|Year : 2015 | Volume
| Issue : 3 | Page : 375-377
Extensive nephroureteric calcification presenting with renal failure: A rare case report
Siddangouda B Patil, Anup S Desai, Ashok N Biradar, Vinay S Kundargi
Department of Urology, BLDEU'S Shri B.M. Patil Medical College Hospital and Research Centre, Vijaypur, Karnataka, India
|Date of Submission||17-Jan-2015|
|Date of Acceptance||13-Mar-2015|
|Date of Web Publication||9-Jul-2015|
Anup S Desai
Department of Urology, Shri B.M. Patil Medical College Hospital and Research Centre, Vijaypur - 586 103, Karnataka
| Abstract|| |
The diagnosis of renal Tuberculosis (TB) can be hypothesized in the setting of non-specific bacterial cystitis associated with a therapeutic failure or a urinalysis with a persistent leukocyturia and absence of bacteriuria.

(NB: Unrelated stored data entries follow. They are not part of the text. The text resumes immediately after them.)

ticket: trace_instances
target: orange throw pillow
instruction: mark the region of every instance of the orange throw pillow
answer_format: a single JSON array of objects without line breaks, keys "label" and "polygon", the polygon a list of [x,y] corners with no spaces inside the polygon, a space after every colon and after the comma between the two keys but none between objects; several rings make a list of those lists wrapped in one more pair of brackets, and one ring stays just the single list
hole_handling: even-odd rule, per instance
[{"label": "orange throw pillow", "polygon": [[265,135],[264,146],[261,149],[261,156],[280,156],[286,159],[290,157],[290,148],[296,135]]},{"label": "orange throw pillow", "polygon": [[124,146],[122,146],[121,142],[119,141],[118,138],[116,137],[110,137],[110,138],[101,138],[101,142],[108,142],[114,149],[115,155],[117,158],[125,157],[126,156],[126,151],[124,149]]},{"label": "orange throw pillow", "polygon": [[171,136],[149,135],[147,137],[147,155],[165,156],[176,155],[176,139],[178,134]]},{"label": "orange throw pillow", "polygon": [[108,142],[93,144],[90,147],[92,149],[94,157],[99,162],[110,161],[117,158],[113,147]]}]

Renal TB is an important cause of kidney disease, mainly in tropical areas of the globe, which can lead to end-stage renal disease if not diagnosed early and treated correctly. We report a case of a 58 year man with a past history of pulmonary TB treated for six months with extensive nephroureteric calcification presenting with renal failure.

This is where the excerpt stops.